Compared to? They're not perfect, but they are extremely good. My MacBook shows no signs of discolouring, and my PSU has outlasted three Dells. The Dell laptop I had literally fell apart (at least parts are cheap, though unfortunately in every sense), My HP PC is a mire of incompatible drivers and defective graphics hardware, but at least Ubuntu works on it better than Windows ever did.
Apple Stores
Yeah the iPod and iPhone have captured the attention, but the biggest key to Apple's seemingly ever-growing revival has to be direct selling via their own stores. Not that long ago Macs were only seen gathering dust at the back of most computer shops, with none of the salespeople having enough knowledge to answer any questions. Decent Mac retailers were few and far between.

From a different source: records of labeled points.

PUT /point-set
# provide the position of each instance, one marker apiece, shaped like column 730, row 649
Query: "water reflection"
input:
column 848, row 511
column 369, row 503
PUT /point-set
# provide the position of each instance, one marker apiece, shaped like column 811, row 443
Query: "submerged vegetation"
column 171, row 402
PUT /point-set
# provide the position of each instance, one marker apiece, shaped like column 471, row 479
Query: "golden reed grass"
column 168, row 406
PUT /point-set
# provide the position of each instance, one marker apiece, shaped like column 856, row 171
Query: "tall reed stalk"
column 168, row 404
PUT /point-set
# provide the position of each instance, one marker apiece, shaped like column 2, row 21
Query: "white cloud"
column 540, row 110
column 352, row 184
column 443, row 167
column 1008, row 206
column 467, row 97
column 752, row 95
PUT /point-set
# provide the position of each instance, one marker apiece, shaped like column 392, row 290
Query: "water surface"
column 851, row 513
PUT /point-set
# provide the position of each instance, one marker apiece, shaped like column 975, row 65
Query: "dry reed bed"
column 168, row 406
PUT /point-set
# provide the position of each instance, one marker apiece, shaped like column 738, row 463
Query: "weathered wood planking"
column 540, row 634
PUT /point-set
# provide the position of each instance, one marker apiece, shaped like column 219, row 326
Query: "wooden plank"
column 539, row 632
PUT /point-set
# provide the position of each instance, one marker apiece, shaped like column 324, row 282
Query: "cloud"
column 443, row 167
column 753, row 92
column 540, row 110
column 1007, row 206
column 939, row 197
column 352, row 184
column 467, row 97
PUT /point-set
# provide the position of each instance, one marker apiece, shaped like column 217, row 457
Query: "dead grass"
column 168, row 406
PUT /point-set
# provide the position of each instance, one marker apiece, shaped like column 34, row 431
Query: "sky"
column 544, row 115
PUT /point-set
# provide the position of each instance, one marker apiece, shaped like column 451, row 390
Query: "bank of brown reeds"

These days with Apple selling directly, the resellers have had to raise their game. As a result customers don't feel as if a Mac purchase will see them abandoned when it comes to add-ons or support, leading to a record 2 million Mac sales in just 90 days.
Of course OSX being everything Microsoft said Vista would be helps enormously ;-)
BTW, George. Having installed Ubuntu 7.10 on two computers now I'm of the opinion that Linux is finally ready for the desktop. The refinements that have gone into Teh Gibbon really make it a nice system.
Leopard
What's interesting about the Mac sales is that they usually dip the quarter before a new OS release—instead they're breaking Apple's own records.